アンフェアな取引先について

アンフェアな取引先について

2018年 12月号

システム開発の成功には要件定義やプロジェクトマネジメントが重要であると言われております。しかし、ITシステムでビジネスを成功させるには、依頼するシステム会社の選定やシステム会社とのパートナーシップの関係性も合わせて重要であると言えます。

取引しているシステム会社に対して、支払う費用はハードウェアの費用であったり、SEの作業にあたる人件費であったりします。システム会社はお客様のことを考えて自社の用意するSEなどの人材(人的リソース)に掛かる人件費をベースにして、できるだけ高品質で効率的にプロジェクトを成功させるために工数(見積り)を算出します。これはお客様のビジネスの成功のために貢献し、より良いパートナーシップの関係を長く続けて行きたいと考えているからです。そして、システム会社だけでなく、発注側(お客様側)も同様にそれを望んでいるからこそ成り立つことでもあります。

ところが依頼する会社は当然取引業者ですから、この業者へのコストを抑えて仕入れをしたり、設備を整えたりしたいものです。そこでその欲が大きくなり、業者への無理な値引きや、当初には無かった機能を後になって「要求に入っていた」ということを言ってしまうことがあります。

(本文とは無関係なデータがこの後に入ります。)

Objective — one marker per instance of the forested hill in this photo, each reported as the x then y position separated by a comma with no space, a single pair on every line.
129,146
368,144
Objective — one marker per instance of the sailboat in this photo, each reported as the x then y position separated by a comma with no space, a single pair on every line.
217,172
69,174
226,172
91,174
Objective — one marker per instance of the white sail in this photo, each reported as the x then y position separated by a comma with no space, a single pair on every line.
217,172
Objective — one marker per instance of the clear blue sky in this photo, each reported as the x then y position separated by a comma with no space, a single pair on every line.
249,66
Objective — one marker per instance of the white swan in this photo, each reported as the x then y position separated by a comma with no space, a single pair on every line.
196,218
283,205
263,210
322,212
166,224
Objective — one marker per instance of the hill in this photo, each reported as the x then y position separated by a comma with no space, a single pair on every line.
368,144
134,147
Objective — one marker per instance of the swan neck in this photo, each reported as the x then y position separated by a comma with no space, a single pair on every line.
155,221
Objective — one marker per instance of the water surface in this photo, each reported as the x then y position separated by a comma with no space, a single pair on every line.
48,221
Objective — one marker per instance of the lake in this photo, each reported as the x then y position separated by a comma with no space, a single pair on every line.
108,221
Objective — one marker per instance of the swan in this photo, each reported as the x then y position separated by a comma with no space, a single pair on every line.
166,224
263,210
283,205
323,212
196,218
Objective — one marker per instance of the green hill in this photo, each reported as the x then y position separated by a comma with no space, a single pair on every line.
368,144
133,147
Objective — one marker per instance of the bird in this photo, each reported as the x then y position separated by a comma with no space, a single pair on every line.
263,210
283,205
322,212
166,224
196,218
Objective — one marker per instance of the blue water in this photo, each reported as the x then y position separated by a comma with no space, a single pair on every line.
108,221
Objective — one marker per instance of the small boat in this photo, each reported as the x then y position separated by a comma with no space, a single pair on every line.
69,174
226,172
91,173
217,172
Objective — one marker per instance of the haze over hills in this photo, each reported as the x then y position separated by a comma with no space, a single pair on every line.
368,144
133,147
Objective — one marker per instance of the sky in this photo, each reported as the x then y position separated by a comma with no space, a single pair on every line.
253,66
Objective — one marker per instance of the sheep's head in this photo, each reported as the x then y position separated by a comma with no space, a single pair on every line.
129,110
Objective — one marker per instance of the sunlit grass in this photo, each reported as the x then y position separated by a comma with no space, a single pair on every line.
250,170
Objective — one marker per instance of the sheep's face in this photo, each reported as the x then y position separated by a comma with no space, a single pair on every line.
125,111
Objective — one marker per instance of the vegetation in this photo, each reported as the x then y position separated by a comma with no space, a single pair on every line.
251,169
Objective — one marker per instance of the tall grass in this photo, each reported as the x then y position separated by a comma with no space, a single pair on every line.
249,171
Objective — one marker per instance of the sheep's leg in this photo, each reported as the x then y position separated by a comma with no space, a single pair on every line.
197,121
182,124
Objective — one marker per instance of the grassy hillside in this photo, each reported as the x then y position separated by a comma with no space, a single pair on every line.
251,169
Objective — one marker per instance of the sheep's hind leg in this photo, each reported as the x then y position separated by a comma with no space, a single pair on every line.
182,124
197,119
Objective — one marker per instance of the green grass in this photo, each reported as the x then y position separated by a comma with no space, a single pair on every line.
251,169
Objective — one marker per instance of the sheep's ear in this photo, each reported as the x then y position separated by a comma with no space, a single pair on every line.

取引ですのである程度の交渉は理解の範囲内です。しかし、他方から見てみると作業費に対する値引きは人件費に対する値引きです。つまり、同じ社内であれば一方的に社長が社員に対して「給料をカットする」と言っていることと同じです。本人が悪いわけではないのに、会社や社長の都合で給料をカットすることはなかなか許されることではありません。また、当初要求していない機能を要求することは作業の追加にあたります。つまり、同じ社内であれば一方的に社長が社員に対して残業を強いることと同じです。サービス残業を強いることも昨今なかなか許されない事象となっております。このような会社はブラック企業と世間では呼ばれております。

システム会社はお客様(の特に責任者や社長と呼ばれる人)から無理な値引きや当初なかった要求を依頼されると、その会社のことを「ブラック顧客」だと認識することがあります。アンフェアな会社、ブラック企業とはできるだけ取引を避けようとすることは当然の心理かもしれません。例え依頼を断れず受けたとしても、モチベーションとプライオリティは上がりません。つまりアンフェアな取引は誰のためにもならないということになってしまいます。どのようにしたらアンフェアを無くしていけるのかという課題に取り組むこともこれからは大切になってくるのではないでしょうか。